The Shakespeare Conference: SHK 11.0767  Wednesday, 12 April 2000.

[1]     From:   Carol Barton <This email address is being protected from spambots. You need JavaScript enabled to view it.>
        Date:   Tuesday, 11 Apr 2000 09:18:25 -0400 (EDT)
        Subj:   RE: SHK 11.0748 Re: Shakespeare and Italy

[2]     From:   Clifford Stetner <This email address is being protected from spambots. You need JavaScript enabled to view it.>
        Date:   Tuesday, 11 Apr 2000 20:40:25 -0400
        Subj:   Re: SHK 11.0744 Shakespeare and Italy


[1]-----------------------------------------------------------------
From:           Carol Barton <This email address is being protected from spambots. You need JavaScript enabled to view it.>
Date:           Tuesday, 11 Apr 2000 09:18:25 -0400 (EDT)
Subject: 11.0748 Re: Shakespeare and Italy
Comment:        RE: SHK 11.0748 Re: Shakespeare and Italy

Sean Lawrence writes, on my forwarded post about Shakespeare being
Italian:

I thought that the authorship controversy was strictly forbidden on this
list?

And Hardy responds:

[Editor's Note: Apologies for the authorship slip, but this one sounded
so convincing. --Hardy]

The point is, as Hardy obviously intuited, this was anything but the
resurrection of an "authorship question"-I did not endorse it-merely
sent it on for the general amusement.
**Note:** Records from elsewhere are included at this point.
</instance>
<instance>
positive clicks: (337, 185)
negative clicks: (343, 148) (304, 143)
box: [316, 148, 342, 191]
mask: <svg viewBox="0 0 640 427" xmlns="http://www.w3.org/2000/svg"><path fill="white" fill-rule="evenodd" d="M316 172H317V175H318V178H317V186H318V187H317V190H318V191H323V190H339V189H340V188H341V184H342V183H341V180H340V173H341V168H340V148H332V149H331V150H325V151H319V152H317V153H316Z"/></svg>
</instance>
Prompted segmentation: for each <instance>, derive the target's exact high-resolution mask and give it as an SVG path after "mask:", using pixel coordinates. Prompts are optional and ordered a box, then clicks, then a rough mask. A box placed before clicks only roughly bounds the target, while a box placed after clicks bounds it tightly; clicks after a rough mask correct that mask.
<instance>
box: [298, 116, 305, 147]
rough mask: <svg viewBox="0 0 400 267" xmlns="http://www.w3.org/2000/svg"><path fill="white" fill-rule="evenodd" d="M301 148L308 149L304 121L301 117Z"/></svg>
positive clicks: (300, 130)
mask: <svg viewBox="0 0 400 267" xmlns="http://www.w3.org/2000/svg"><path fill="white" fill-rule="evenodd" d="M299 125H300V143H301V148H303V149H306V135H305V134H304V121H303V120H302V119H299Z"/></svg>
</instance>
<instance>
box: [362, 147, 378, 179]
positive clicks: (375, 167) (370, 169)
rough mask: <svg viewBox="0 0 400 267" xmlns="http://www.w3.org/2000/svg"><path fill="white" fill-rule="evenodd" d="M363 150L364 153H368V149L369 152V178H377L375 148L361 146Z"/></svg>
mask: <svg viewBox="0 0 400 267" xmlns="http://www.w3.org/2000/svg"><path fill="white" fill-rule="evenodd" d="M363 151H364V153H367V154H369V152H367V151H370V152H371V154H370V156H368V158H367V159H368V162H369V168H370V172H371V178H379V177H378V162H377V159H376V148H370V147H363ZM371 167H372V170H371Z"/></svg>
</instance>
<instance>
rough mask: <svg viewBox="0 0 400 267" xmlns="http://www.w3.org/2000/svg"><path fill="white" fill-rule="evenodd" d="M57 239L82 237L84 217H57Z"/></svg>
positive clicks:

And I think most of you
(especially my cheeky buddy Ed Taft) took it in exactly the spirit in
which it was intended.

(What fools these mortals be!)

Carol Barton

[2]-------------------------------------------------------------
From:           Clifford Stetner <This email address is being protected from spambots. You need JavaScript enabled to view it.>
Date:           Tuesday, 11 Apr 2000 20:40:25 -0400
Subject: 11.0744 Shakespeare and Italy
Comment:        Re: SHK 11.0744 Shakespeare and Italy

Oh what?  He developed a thirty thousand word English vocabulary
starting at the age of 24?  He must have spoke some serious Italian.
How come barely a word of it appears in the plays given all those
Italian settings?

Fifteen out of thirty-seven?  That's not even half.  Anyway, nobody in
London needed an excuse to set plays in Italy.  He didn't invent the
practice, nor is he particularly exceptional in it.

Clifford Stetner
This email address is being protected from spambots. You need JavaScript enabled to view it.